Пятое, и наиболее важное для наших целей: такая теоретическая познавательная деятельность или практика и меняется и развивается по мере изменения потребностей и целей, которым она служит; и она может быть кумулятивной, но только постольку, поскольку существуют постоянные исторические потребности и цели, которые должны удовлетворяться во все времена. Ее динамический характер – ее пролиферация, если воспользоваться термином Фейерабенда, – есть функция исторической эволюции человеческих потребностей по мере изменения и развития обществ; ее стабильный характер – ее упорство и ее кумулятивность – есть функция последовательных достижений теории в удовлетворении трансисторических (но не надысторических) потребностей, в частности тех, которые связаны с пониманием естественного мира как неизменного ресурса для человеческого существования, постоянной среды обитания нашего вида. Контекстом теоретического изменения поэтому является контекст исторического изменения форм жизни вида. Поскольку само это историческое изменение я рассматриваю в историко-материалистических терминах как динамику социальных форм организации производства средств существования и воспроизводства вида, постольку история теоретического изменения необходимо переплетается с этой историей: речь идет не об отражении по схеме упрощенной теории базиса и надстройки или теории отражения как простого копирования в духе вульгаризации марксизма, ибо сама теория является жизненным и эффективным компонентом этой истории.
Но что сказать о научной теории?
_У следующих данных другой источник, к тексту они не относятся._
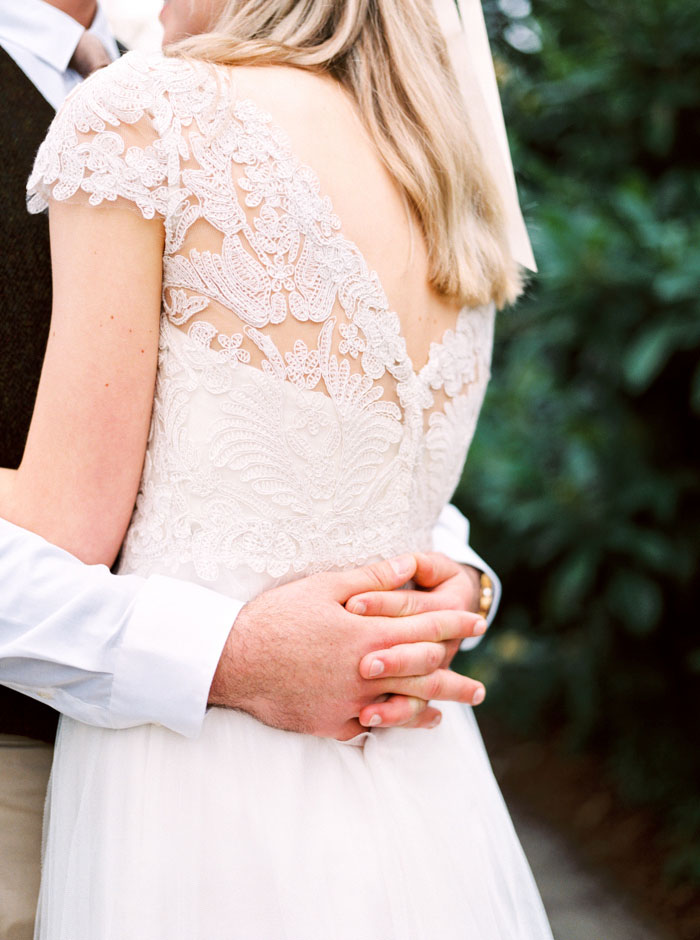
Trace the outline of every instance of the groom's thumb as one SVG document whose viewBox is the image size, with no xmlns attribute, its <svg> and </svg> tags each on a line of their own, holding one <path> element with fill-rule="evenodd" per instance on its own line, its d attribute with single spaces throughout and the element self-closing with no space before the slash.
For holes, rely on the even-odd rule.
<svg viewBox="0 0 700 940">
<path fill-rule="evenodd" d="M 364 591 L 393 591 L 413 577 L 416 566 L 416 556 L 405 554 L 387 561 L 375 561 L 361 568 L 351 568 L 338 579 L 336 599 L 344 604 L 354 594 Z"/>
</svg>

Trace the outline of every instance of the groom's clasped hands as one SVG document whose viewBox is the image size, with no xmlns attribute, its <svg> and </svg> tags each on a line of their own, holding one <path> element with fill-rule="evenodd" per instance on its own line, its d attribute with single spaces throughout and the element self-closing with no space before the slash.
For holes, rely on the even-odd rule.
<svg viewBox="0 0 700 940">
<path fill-rule="evenodd" d="M 412 581 L 416 588 L 406 587 Z M 449 669 L 475 579 L 437 552 L 324 572 L 265 591 L 238 615 L 210 704 L 265 724 L 346 740 L 367 728 L 430 728 L 430 700 L 478 705 L 481 683 Z"/>
</svg>

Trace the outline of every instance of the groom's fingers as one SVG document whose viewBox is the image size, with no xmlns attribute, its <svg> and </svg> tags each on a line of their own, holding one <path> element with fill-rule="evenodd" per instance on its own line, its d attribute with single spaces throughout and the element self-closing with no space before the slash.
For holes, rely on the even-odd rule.
<svg viewBox="0 0 700 940">
<path fill-rule="evenodd" d="M 443 663 L 443 668 L 450 668 L 450 663 L 457 655 L 461 643 L 461 640 L 446 640 L 442 644 L 442 648 L 445 650 L 445 662 Z"/>
<path fill-rule="evenodd" d="M 439 715 L 437 708 L 423 699 L 391 695 L 384 703 L 366 705 L 358 720 L 366 728 L 428 728 L 438 723 L 435 719 Z"/>
<path fill-rule="evenodd" d="M 363 656 L 360 675 L 363 679 L 427 676 L 444 664 L 446 652 L 442 643 L 402 643 Z"/>
<path fill-rule="evenodd" d="M 424 588 L 437 587 L 461 570 L 461 565 L 440 552 L 417 552 L 343 572 L 341 591 L 346 591 L 351 584 L 357 585 L 344 599 L 352 614 L 403 617 L 450 606 L 463 610 L 463 598 L 458 591 L 454 595 L 446 592 L 438 600 L 438 595 L 427 591 L 396 590 L 409 578 Z"/>
<path fill-rule="evenodd" d="M 461 565 L 443 555 L 442 552 L 418 552 L 415 555 L 416 570 L 412 575 L 416 584 L 424 588 L 437 587 L 461 570 Z"/>
<path fill-rule="evenodd" d="M 404 643 L 442 643 L 445 640 L 481 636 L 486 621 L 465 610 L 435 610 L 407 617 L 363 617 L 372 637 L 381 637 L 382 648 Z"/>
<path fill-rule="evenodd" d="M 464 610 L 464 599 L 455 590 L 368 591 L 355 594 L 345 604 L 351 614 L 370 617 L 407 617 L 430 610 Z"/>
<path fill-rule="evenodd" d="M 409 695 L 426 702 L 434 699 L 441 702 L 463 702 L 465 705 L 480 705 L 486 697 L 481 682 L 461 676 L 451 669 L 438 669 L 429 676 L 377 680 L 377 688 L 389 695 Z"/>
<path fill-rule="evenodd" d="M 318 575 L 327 579 L 337 601 L 344 604 L 354 594 L 366 591 L 393 591 L 409 581 L 416 570 L 416 556 L 398 555 L 361 568 Z"/>
</svg>

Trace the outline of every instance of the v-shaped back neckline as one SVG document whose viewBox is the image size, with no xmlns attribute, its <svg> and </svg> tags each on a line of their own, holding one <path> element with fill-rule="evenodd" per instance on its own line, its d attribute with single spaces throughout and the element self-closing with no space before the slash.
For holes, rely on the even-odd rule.
<svg viewBox="0 0 700 940">
<path fill-rule="evenodd" d="M 221 67 L 226 68 L 226 69 L 230 68 L 230 66 L 225 66 L 225 65 Z M 257 103 L 257 101 L 255 101 L 253 98 L 249 96 L 249 94 L 246 94 L 244 97 L 241 97 L 241 98 L 236 97 L 235 76 L 231 76 L 230 78 L 230 87 L 231 87 L 232 95 L 233 95 L 233 100 L 231 101 L 232 107 L 235 107 L 236 105 L 243 105 L 245 107 L 252 108 L 255 111 L 261 125 L 265 126 L 268 130 L 268 133 L 275 136 L 277 141 L 279 143 L 282 143 L 282 145 L 284 146 L 284 148 L 286 149 L 289 155 L 290 160 L 293 163 L 294 171 L 297 173 L 303 172 L 308 176 L 308 178 L 312 180 L 320 198 L 328 206 L 330 215 L 333 218 L 338 220 L 338 223 L 339 223 L 338 228 L 336 228 L 334 232 L 334 236 L 332 237 L 342 239 L 345 245 L 362 262 L 363 267 L 369 273 L 369 277 L 376 278 L 377 284 L 381 288 L 382 296 L 386 300 L 385 312 L 392 319 L 395 319 L 395 322 L 398 325 L 397 335 L 402 340 L 403 347 L 404 347 L 403 362 L 405 363 L 406 368 L 410 370 L 413 379 L 415 381 L 420 381 L 422 384 L 424 384 L 425 376 L 428 373 L 429 369 L 431 368 L 435 358 L 439 356 L 440 352 L 443 349 L 445 349 L 449 340 L 454 336 L 455 332 L 458 330 L 460 320 L 463 318 L 465 314 L 468 314 L 471 308 L 469 307 L 460 308 L 460 310 L 457 312 L 457 315 L 454 318 L 454 321 L 450 325 L 445 327 L 445 329 L 440 334 L 439 338 L 437 340 L 430 341 L 429 346 L 428 346 L 426 360 L 419 369 L 416 369 L 413 364 L 413 360 L 408 353 L 408 347 L 406 344 L 406 335 L 405 335 L 403 321 L 401 317 L 399 316 L 398 312 L 389 303 L 389 295 L 386 289 L 384 288 L 384 285 L 382 283 L 382 280 L 379 274 L 377 273 L 375 268 L 369 264 L 364 252 L 359 247 L 357 242 L 355 242 L 353 239 L 349 238 L 345 234 L 342 219 L 335 211 L 333 200 L 328 195 L 328 193 L 323 190 L 321 186 L 321 179 L 320 179 L 318 172 L 314 169 L 313 166 L 311 166 L 311 164 L 302 160 L 301 157 L 298 156 L 298 154 L 294 150 L 294 147 L 292 146 L 292 140 L 291 140 L 291 135 L 289 131 L 287 131 L 287 129 L 283 127 L 275 118 L 273 118 L 272 114 L 269 111 L 261 107 Z"/>
</svg>

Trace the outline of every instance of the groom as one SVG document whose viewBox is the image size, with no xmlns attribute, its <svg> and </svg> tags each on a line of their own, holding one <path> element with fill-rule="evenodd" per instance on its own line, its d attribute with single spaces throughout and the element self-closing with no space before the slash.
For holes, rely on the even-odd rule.
<svg viewBox="0 0 700 940">
<path fill-rule="evenodd" d="M 0 161 L 0 466 L 17 466 L 22 456 L 51 308 L 48 226 L 45 217 L 27 214 L 25 182 L 65 95 L 82 76 L 118 54 L 95 0 L 0 0 L 5 144 Z M 483 569 L 465 545 L 464 526 L 458 514 L 448 513 L 440 545 Z M 342 605 L 355 593 L 398 587 L 414 574 L 410 559 L 408 565 L 403 573 L 382 564 L 297 582 L 241 612 L 242 604 L 192 584 L 116 578 L 104 569 L 87 568 L 0 521 L 0 682 L 27 693 L 0 688 L 0 936 L 20 937 L 22 930 L 31 935 L 50 758 L 38 739 L 51 740 L 56 715 L 38 701 L 51 701 L 58 711 L 89 723 L 125 727 L 154 721 L 189 735 L 197 733 L 208 703 L 241 707 L 270 724 L 312 733 L 334 734 L 357 714 L 359 704 L 366 713 L 369 707 L 367 723 L 372 715 L 382 717 L 385 726 L 405 723 L 424 707 L 419 690 L 402 695 L 404 686 L 397 680 L 393 688 L 382 687 L 396 694 L 372 708 L 372 681 L 378 680 L 370 680 L 369 669 L 377 657 L 367 659 L 362 674 L 357 662 L 369 650 L 427 634 L 411 635 L 400 618 L 358 616 L 352 639 Z M 414 578 L 433 588 L 416 595 L 423 609 L 448 602 L 462 609 L 478 606 L 474 569 L 431 556 L 421 559 Z M 383 591 L 375 596 L 371 613 L 406 612 L 384 610 Z M 236 630 L 231 629 L 234 620 Z M 312 621 L 318 623 L 316 634 L 310 634 Z M 284 632 L 278 634 L 280 623 Z M 360 630 L 365 637 L 361 648 L 356 641 Z M 270 649 L 276 651 L 272 672 Z M 337 667 L 330 676 L 326 669 L 327 686 L 318 682 L 313 662 Z M 385 681 L 395 674 L 393 662 L 388 651 Z M 420 668 L 429 673 L 435 667 Z M 467 700 L 472 694 L 471 680 L 439 673 L 426 676 L 431 683 L 426 698 Z M 347 676 L 353 678 L 349 684 L 343 678 L 341 688 L 340 677 Z M 296 704 L 300 687 L 306 693 L 303 714 Z M 266 690 L 262 703 L 261 688 Z M 32 820 L 29 832 L 17 829 L 20 818 Z"/>
</svg>

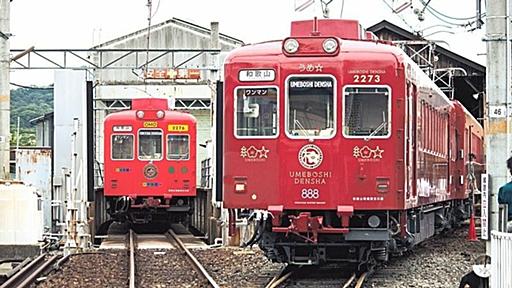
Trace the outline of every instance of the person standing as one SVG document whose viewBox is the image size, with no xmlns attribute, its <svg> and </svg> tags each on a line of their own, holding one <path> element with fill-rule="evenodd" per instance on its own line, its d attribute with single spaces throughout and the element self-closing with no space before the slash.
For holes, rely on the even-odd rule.
<svg viewBox="0 0 512 288">
<path fill-rule="evenodd" d="M 507 159 L 507 168 L 512 175 L 512 157 Z M 507 231 L 512 231 L 512 181 L 500 187 L 498 193 L 498 203 L 508 205 Z"/>
</svg>

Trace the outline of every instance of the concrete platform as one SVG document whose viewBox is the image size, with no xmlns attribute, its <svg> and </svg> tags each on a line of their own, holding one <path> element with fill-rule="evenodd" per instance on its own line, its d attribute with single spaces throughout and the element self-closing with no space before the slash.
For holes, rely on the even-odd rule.
<svg viewBox="0 0 512 288">
<path fill-rule="evenodd" d="M 0 259 L 25 259 L 39 255 L 39 245 L 0 245 Z"/>
<path fill-rule="evenodd" d="M 101 242 L 100 249 L 126 249 L 127 241 L 127 235 L 108 235 L 108 237 Z"/>
<path fill-rule="evenodd" d="M 173 224 L 171 229 L 188 249 L 208 249 L 208 245 L 201 239 L 192 235 L 183 225 Z"/>
<path fill-rule="evenodd" d="M 176 249 L 162 234 L 137 234 L 138 249 Z"/>
</svg>

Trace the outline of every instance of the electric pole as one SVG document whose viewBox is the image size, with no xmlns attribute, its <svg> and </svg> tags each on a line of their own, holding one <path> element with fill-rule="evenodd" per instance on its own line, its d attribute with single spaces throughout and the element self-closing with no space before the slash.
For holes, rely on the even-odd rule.
<svg viewBox="0 0 512 288">
<path fill-rule="evenodd" d="M 9 91 L 9 5 L 0 0 L 0 179 L 9 178 L 10 91 Z"/>
<path fill-rule="evenodd" d="M 486 168 L 489 174 L 489 230 L 498 230 L 498 190 L 508 182 L 506 159 L 512 156 L 510 0 L 487 1 Z M 510 207 L 509 207 L 510 209 Z M 490 233 L 487 238 L 490 255 Z"/>
</svg>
Всякое ли теоретизирование является научным? Я говорил ранее о полезном разграничении между протонаукой и наукой. Я думаю, что исторически эта демаркация происходит с разделением труда. Когда теоретическая когнитивная практика становится особым социальным институтом, т. е. когда роль теоретизирования становится функцией некоторой части общества, тогда наука в качестве социального института начинает свой революционный путь. Аристотель в «Метафизике» уже говорил о разделении труда как о начале науки в своих замечаниях об истоках рациональной математической теории в Египте. Он утверждал, что только с появлением излишков, которые могут обеспечить досуг для класса жрецов, возможно начало собственно науки. Я думаю, он был прав,
Я полагаю также, что это говорит о науке как об институте классового характера, играющем в таких классовых обществах классовую роль. Это усложняет ее историю. Она не может более рассматриваться просто как направленная на поиск истины теоретическая деятельность, которая представляет, а также помогает воспроизводить успешную практику в некотором упрощенном смысле недифференцированного человеческого сообщества, удовлетворяющего свои потребности. В исторических классовых обществах в ее роль включается не просто приобретение теоретических знаний, но приобретение этих знаний для дифференцированных целей. Идеология и частные интересы вторгаются в науку посредством самих условий разделения труда, которые порождают ее. Социально дифференцированные потребности – исторические потребности – одновременно опосредуют и искажают ее функцию получения истины. Простой прогресс рациональности замещается более хаотическим диалектическим процессом рациональности относительно определенной цели. Дело в том, что то, что мы характеризуем как рациональность, само имеет историю, и эта история социальная.
То, что здесь было изложено мной бегло и в самом общем виде, есть намного более богатая и более сложная онтология науки, а следовательно, и много более трудный проект для философии и истории науки. Но я утверждаю также, что такая философия и история науки – при всей необходимости разделения труда между философами и историками, при всех требованиях к специализации и строгости – должная, тем не менее, быть интегрированной философией и историей науки, т. е. философско-исторической теорией науки как изменяющейся и развивающейся социальной деятельности человека. Именно ее я и хотел бы предложить в качестве недостающего типа согласованных внутренних отношений между философией и историей науки.